As the United States looks back on this FIBA catastrophe, there is no doubt that things must change. Coach Gregg Popovich may have said that it is “arrogant” to be ashamed that the U.S. did not win the gold medal, but the United States did not win any medal. They finished seventh, being upset by France and then being nearly blown out by Serbia before making a comeback of sorts.

This tournament was a disappointment, and Team USA should be ashamed of what happened. But now the question becomes: what is next? Are the days of U.S. basketball domination over?

The FIBA vs. the Olympics

It is perfectly possible that the U.S. will bring back their top players for next year’s Olympics and we will go back to thinking that everything is fine. A major reason for Team USA’s struggles this year was that they had few players who could create their own shot. This gave them limited offensive options compared to foreign teams who can create shots through execution and teamwork, and Team USA had one of the worse offenses throughout this tournament.

With James Harden, Steph Curry, and Damian Lillard among others who might play next work, shot creation will become a strength rather than a weakness. And despite this year’s disappointment, Team USA should still be the overwhelming favorites going into next year’s Olympics.

But what about over the long term? If we look at the NBA’s best players under the age of 25, an increasingly large number of them are foreign. Giannis Antetokounmpo (Greece), Karl Anthony Towns (Dominican Republic), and Nikola Jokic (Serbia) are arguably the two best young players in the league, and there are others like Luka Doncic and Ben Simmons who did not even attend this tournament.

The FIBA tournament has never attracted American star talent like the Olympics has, but it has been a place for young talent to show that they have arrived. Kevin Durant in 2010 is the signature example, but everyone knew even before that tournament that he was all but certain to be one of the all-time greats. Jayson Tatum and Donovan Mitchell are great players, but whether they become Hall of Fame players is another story.

Team USA may win next year. But as players like Harden and LeBron age and leave the league over the next 5 to 10 years, new players will rise to be the NBA’s stars.
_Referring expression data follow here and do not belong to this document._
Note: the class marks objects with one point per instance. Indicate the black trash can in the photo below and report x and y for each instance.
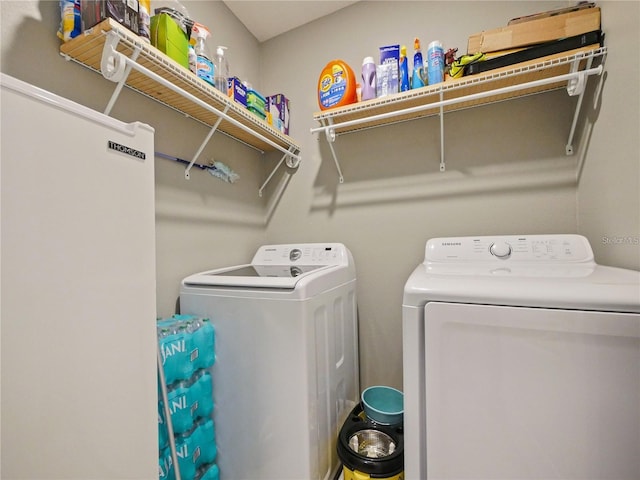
(370, 450)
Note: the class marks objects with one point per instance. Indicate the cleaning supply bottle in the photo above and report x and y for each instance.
(418, 77)
(144, 20)
(404, 69)
(221, 71)
(435, 62)
(204, 65)
(336, 85)
(193, 58)
(368, 87)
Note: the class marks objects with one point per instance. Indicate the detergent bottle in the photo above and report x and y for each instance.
(221, 70)
(418, 77)
(204, 65)
(336, 85)
(404, 69)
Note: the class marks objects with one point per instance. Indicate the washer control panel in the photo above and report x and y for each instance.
(302, 254)
(512, 248)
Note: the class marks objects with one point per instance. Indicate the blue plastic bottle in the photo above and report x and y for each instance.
(404, 69)
(418, 78)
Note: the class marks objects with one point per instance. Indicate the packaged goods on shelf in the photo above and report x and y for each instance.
(122, 11)
(539, 29)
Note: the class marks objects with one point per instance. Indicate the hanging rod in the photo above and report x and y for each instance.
(118, 62)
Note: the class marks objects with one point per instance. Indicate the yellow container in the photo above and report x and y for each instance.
(356, 475)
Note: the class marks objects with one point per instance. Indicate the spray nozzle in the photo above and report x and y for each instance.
(200, 30)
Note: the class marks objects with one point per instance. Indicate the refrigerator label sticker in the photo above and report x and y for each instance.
(126, 150)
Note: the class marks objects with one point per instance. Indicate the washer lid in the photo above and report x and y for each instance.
(278, 266)
(549, 271)
(257, 276)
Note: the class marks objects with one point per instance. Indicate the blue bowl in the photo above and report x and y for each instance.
(384, 405)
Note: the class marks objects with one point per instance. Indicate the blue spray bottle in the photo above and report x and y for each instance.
(418, 77)
(404, 69)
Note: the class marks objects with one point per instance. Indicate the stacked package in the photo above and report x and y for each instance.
(537, 36)
(187, 351)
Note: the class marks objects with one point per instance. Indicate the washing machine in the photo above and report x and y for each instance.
(286, 373)
(521, 359)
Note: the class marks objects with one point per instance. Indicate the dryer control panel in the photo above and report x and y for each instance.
(529, 249)
(302, 254)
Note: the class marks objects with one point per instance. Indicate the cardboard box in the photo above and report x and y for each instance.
(124, 12)
(535, 31)
(278, 107)
(237, 91)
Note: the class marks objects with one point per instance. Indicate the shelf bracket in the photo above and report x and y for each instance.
(114, 67)
(291, 161)
(576, 86)
(204, 143)
(330, 134)
(442, 165)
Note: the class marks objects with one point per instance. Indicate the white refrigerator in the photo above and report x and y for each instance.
(77, 292)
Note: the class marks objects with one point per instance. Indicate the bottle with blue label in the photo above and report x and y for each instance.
(204, 65)
(404, 69)
(435, 62)
(418, 79)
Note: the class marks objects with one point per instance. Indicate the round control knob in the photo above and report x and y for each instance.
(295, 254)
(500, 249)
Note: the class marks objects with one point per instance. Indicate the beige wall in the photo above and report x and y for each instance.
(506, 167)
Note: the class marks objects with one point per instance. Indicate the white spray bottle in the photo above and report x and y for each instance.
(204, 65)
(221, 71)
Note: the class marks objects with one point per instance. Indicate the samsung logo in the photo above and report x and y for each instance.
(126, 150)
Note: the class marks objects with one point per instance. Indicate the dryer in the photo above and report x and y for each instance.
(521, 360)
(286, 373)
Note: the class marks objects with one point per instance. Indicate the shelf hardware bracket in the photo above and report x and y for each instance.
(114, 67)
(442, 165)
(291, 162)
(330, 134)
(204, 143)
(576, 86)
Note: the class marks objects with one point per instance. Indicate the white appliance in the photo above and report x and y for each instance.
(521, 360)
(79, 389)
(286, 371)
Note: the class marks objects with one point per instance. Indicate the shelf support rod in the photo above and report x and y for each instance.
(576, 87)
(467, 98)
(119, 59)
(284, 157)
(442, 165)
(330, 133)
(111, 70)
(203, 144)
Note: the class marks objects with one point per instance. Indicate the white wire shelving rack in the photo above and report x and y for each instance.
(123, 58)
(569, 70)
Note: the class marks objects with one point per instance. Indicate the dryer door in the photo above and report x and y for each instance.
(531, 393)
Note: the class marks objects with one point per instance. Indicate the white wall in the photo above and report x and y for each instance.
(506, 167)
(609, 189)
(507, 171)
(201, 223)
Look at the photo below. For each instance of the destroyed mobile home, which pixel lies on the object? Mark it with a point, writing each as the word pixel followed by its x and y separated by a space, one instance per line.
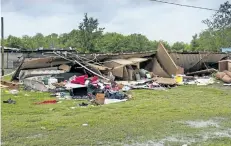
pixel 105 78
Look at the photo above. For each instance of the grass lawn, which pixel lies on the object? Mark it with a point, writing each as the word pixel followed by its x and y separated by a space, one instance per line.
pixel 197 115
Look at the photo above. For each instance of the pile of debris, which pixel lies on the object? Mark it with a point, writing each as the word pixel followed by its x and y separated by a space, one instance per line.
pixel 224 73
pixel 105 79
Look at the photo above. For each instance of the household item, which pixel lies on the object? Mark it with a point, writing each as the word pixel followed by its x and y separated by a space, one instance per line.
pixel 52 80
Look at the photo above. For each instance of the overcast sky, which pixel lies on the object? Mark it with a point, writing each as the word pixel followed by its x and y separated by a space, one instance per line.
pixel 155 20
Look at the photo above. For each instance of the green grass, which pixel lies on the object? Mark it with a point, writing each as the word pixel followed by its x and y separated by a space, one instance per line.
pixel 6 78
pixel 150 115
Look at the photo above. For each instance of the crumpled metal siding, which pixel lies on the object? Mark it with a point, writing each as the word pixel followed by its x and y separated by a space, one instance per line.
pixel 194 62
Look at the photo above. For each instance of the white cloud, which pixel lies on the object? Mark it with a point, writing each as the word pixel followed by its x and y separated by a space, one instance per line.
pixel 156 21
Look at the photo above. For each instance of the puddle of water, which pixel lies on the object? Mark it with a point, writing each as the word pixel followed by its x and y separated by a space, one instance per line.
pixel 189 139
pixel 202 124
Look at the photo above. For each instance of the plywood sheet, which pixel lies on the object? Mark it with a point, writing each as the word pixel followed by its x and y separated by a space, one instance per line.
pixel 158 70
pixel 166 61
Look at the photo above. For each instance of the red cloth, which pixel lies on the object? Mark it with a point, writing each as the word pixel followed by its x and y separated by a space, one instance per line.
pixel 47 102
pixel 79 80
pixel 94 79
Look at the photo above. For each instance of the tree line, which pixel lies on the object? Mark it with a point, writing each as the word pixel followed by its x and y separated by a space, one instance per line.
pixel 90 38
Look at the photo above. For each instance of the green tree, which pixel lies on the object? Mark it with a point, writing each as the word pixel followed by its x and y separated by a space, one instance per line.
pixel 39 40
pixel 166 44
pixel 27 42
pixel 13 42
pixel 221 19
pixel 219 26
pixel 89 33
pixel 194 43
pixel 112 42
pixel 178 46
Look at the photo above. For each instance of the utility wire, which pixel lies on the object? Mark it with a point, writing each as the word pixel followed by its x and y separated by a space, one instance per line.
pixel 184 5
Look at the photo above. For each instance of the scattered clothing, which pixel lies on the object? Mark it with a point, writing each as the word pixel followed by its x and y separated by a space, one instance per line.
pixel 79 80
pixel 83 104
pixel 10 101
pixel 47 102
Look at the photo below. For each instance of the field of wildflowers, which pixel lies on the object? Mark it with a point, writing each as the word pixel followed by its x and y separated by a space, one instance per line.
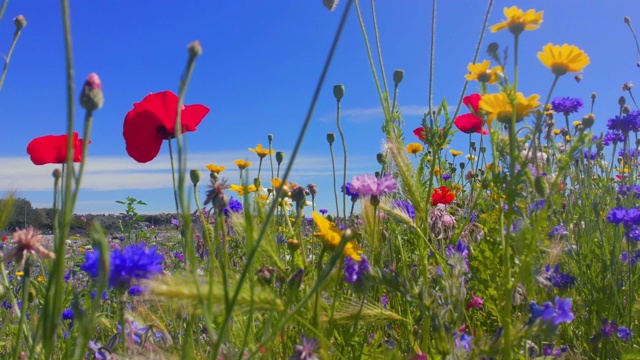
pixel 524 247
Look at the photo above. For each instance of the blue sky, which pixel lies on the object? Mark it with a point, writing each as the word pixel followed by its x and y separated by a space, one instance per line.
pixel 260 65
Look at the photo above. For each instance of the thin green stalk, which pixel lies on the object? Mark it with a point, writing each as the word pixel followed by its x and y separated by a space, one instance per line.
pixel 7 58
pixel 263 230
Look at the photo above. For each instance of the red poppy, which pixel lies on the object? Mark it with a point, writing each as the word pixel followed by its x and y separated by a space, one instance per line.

And there is a real possibility that at that point, we will see a replay at the Olympics of what we saw happen at FIBA this year. As Kobe Bryant observed, the rest of the world has finally caught up to Team USA and American will win some and lose some.

What is to be Done?

As we look at the fact that international players will continue to surpass American players, there is something that becomes obvious. It is not just that international players are becoming better. It is that American players are not being developed as well. And the ways in which we develop (or rather, not develop) young players needs to be changed from the ground-up.

Above all else, the U.S. should be looking to learn from how Europe develops its players. Young Europeans do not just jump from one AAU team to the next on short notice. There is more focus on the fundamentals, on drills and passing and teamwork in contrast to athleticism and shooting a bunch of 3-pointers. The result is far from perfect, but look at how individual European countries, particularly a poorer smaller country like Spain, has stood up to the cream of what the United States can offer.

In theory, the NCAA has been the place where young talent is supposed to develop and learn the fundamentals. But the “one and done” process and the massive monetization of the league has made such an ideal a joke, and young Americans should be learning such fundamentals before they turn 18 anyways. A true youth developmental league where players would stay with one league and competition would be determined by more than who had the best athletes would help the U.S. stay ahead of the rest of the world over the long run.

The unfortunate reality is that given how much money is in place to keep AAU basketball and the NCAA propped up, it is unlikely that real reform will happen anytime soon. The U.S. rebounded from its shocking 2004 defeat with over a decade of domination. But while the U.S. should rebound from this defeat with Olympic gold next year, we are entering an era where the U.S. is just one among equals rather than the unparalleled basketball powerhouse.